Butker gave the book a quick once-over. He seemed impressed.
“Can I help you, Detectives? Maybe you need a date for tonight?”
“Hardly,” Solomon said. He grabbed the book from Butker’s fingers and tossed it onto my desk. “There are some locked cabinets downstairs. Before we tear the doors off, I thought I’d ask if you had keys.”
I picked up the phone, dialed Cassandra, and asked her to provide the detectives with whatever keys they needed. “Anything else?” I asked Solomon.
His answer was to leave the room. Following, Butker did not bother to shut the door.
I sighed and looked at the little black book. If Rudy’s name had been in it, I’d have been cooked. But while Solomon was pawing through the damned thing, I’d calmed my panic mode with the thought that a player who’d used only the initials of his conquests probably wouldn’t have put anything in the book that might identify himself.
“My God,” Cassandra said from the door, “a little black book, Billy? I’d never have taken you for an ass man. When do you have the time?”
“We ass men make the time,” I said, opening a desk drawer and tossing in the book. Now that the detectives believed it to be mine, I suppose it was, officially.
“Those insufferable cops are driving me crazy,” she said. “You think you’re rid of them, then they return. They’re like the silverfish in my apartment.”
“What can I do for you, Cassandra?”
“You wanted a report on the coq au vin dinners?”
“Right.”
“It is one of our most requested meals. And as Maurice reminded me”—Maurice Terrebone being the kitchen supervisor—“it’s all but impossible to account for every single entrée if it’s on the specials list.”
I understood what she was saying. Because the specials are often partially prepared in advance, and because it is impossible to accurately predict how many will be ordered on any given night, even with the waiters pushing them a bit, there may be as many as five or more left over at the end of the evening. These are often devoured by staff.

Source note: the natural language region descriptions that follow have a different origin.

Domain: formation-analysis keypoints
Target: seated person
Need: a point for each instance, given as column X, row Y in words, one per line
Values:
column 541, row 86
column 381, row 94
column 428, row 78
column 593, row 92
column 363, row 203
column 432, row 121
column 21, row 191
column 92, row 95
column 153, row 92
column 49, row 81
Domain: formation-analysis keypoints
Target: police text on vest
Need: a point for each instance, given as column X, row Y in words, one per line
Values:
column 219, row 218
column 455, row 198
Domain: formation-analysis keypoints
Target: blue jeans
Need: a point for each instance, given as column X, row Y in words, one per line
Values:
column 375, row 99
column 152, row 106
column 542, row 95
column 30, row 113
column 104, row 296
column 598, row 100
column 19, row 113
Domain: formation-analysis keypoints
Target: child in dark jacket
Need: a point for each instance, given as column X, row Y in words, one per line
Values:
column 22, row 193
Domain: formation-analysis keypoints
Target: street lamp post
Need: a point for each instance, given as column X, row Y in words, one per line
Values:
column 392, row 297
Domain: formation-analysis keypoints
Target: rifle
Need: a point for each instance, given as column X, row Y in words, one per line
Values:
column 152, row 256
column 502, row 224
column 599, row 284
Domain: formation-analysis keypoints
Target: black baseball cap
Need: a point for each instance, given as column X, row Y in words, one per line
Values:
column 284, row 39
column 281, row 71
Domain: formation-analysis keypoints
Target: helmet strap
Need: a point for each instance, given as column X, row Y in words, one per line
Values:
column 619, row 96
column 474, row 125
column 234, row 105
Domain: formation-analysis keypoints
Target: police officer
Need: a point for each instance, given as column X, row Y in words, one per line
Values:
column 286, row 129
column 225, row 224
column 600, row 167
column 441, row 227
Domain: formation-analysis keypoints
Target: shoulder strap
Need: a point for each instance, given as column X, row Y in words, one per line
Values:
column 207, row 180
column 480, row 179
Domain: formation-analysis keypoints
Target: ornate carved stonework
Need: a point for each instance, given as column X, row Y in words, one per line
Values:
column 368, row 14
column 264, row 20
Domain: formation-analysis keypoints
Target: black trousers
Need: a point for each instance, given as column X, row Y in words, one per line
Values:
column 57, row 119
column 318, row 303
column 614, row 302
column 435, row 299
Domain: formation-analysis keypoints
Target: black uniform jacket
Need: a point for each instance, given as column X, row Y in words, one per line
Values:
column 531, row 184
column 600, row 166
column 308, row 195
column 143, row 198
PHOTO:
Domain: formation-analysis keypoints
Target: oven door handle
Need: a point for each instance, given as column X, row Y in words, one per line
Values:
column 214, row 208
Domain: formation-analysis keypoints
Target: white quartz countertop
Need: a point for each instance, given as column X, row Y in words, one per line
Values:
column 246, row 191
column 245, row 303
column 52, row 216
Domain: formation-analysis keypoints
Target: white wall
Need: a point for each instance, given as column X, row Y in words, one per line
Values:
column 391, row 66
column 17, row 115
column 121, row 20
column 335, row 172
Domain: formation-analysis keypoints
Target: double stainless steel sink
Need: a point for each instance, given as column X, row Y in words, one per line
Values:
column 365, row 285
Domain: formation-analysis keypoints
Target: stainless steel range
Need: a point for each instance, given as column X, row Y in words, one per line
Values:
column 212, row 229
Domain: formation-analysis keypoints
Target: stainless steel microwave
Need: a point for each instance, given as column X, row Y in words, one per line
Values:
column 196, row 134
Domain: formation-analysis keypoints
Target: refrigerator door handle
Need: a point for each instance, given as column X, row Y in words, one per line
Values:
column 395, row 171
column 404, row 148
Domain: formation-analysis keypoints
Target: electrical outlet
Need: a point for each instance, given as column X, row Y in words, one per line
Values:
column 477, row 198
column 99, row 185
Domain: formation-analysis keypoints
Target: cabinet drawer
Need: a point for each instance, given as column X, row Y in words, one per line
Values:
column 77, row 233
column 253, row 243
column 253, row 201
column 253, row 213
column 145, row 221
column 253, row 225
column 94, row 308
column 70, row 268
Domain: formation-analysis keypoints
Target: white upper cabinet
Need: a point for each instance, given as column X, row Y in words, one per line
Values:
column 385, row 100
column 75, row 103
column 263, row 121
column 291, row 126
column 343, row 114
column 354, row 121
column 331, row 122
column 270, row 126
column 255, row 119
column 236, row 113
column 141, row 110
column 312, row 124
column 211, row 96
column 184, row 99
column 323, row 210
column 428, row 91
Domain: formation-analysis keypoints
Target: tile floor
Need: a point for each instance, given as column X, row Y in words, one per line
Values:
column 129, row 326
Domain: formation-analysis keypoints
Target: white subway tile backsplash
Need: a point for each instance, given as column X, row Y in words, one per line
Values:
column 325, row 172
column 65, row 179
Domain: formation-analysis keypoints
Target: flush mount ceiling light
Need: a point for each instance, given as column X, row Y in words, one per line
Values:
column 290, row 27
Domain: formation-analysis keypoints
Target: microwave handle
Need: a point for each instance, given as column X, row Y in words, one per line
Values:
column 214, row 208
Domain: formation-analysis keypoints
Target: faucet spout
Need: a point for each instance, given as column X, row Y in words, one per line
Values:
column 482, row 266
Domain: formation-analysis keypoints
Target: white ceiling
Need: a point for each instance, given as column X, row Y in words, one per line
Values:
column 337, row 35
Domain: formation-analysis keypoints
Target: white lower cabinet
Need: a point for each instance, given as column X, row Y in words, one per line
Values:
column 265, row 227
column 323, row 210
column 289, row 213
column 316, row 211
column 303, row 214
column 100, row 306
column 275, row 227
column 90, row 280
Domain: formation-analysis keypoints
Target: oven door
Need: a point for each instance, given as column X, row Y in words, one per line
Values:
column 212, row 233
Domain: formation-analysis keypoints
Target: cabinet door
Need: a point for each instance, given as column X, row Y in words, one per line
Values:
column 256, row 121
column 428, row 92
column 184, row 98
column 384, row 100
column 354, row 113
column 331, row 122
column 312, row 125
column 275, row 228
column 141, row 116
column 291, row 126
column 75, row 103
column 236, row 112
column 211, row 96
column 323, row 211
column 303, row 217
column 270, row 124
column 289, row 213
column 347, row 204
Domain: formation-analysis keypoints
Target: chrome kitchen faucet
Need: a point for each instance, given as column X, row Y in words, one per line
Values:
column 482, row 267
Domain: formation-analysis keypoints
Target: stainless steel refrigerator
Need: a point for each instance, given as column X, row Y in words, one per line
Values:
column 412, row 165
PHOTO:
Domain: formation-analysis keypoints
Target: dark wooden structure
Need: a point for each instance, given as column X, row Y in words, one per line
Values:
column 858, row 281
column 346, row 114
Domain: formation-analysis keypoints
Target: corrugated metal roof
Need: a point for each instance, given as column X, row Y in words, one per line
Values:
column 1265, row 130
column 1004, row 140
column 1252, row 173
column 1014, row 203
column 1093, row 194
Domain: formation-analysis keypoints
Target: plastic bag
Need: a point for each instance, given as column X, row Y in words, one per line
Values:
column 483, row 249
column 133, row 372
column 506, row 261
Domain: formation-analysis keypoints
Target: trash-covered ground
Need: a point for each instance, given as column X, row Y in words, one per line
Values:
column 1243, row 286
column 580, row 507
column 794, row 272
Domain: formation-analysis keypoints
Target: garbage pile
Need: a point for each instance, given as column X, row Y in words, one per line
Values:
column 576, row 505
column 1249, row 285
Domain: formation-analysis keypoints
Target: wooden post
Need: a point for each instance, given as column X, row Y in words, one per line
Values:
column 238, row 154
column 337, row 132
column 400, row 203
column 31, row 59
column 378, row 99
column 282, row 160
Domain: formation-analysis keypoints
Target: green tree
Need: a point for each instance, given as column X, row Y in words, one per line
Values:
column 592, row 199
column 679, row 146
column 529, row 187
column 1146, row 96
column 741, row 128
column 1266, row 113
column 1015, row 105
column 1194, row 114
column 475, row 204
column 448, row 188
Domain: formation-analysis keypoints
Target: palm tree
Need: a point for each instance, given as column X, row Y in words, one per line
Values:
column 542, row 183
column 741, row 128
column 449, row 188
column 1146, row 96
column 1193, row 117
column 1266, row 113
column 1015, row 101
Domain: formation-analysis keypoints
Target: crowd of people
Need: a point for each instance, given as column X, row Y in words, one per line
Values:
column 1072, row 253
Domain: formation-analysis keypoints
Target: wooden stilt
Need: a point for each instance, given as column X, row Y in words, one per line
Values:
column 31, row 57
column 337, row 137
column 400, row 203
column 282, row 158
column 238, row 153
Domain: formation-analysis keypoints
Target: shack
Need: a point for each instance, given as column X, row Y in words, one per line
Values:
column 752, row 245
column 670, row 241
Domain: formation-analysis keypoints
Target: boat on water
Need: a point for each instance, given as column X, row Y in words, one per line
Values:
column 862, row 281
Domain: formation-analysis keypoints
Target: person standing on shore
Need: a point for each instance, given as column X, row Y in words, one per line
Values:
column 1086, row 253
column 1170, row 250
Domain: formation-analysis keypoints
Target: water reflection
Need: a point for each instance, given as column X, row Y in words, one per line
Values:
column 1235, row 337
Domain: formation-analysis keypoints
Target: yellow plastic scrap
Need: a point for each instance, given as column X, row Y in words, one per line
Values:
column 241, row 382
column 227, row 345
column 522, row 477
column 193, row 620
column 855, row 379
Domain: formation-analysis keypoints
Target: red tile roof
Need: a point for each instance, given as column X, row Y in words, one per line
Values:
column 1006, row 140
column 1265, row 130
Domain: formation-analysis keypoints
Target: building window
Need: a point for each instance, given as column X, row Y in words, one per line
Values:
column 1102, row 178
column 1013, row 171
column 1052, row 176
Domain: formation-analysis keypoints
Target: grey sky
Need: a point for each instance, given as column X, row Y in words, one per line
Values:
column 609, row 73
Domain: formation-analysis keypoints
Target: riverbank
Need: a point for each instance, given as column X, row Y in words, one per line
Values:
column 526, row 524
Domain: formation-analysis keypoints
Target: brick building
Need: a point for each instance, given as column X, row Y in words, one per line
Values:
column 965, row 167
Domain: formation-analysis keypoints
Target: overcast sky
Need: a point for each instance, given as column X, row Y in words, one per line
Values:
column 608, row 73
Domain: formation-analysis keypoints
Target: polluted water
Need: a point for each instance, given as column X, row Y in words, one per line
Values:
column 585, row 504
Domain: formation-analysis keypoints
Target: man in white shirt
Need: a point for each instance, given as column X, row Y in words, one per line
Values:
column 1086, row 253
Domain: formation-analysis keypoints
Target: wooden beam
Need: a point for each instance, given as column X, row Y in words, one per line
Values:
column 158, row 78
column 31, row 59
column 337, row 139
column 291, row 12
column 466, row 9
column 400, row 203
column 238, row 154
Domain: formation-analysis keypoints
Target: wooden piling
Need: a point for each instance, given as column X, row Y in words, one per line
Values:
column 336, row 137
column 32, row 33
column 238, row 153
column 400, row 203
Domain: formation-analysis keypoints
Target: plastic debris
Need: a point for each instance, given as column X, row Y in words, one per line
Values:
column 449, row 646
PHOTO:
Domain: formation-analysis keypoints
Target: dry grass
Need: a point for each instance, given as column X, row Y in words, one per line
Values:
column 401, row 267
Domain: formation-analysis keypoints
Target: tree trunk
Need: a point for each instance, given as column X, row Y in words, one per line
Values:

“I’ve accounted for the served entrées,” Cassandra said, “and the takeouts. That only cost me an hour and a half studying receipts, which in turn led to my developing a killer headache. I think I may need glasses. Are contacts covered by our health insurance?”
“You’d know more about that than I,” I said. “Thank you for the coq au vin report, Cassandra. And would you do me a big favor? Before the silverfish cops take all the steaks from kitchen, set two aside for me.”
She rolled her eyes. “My boss, an ass man.”
“Spread the word,” I said. “But mention I’m not so jaded I’d turn my nose up at a pair of nice round breasts.”
“Sometimes, Billy, you really disgust me.”
“Don’t forget the steaks,” I reminded her.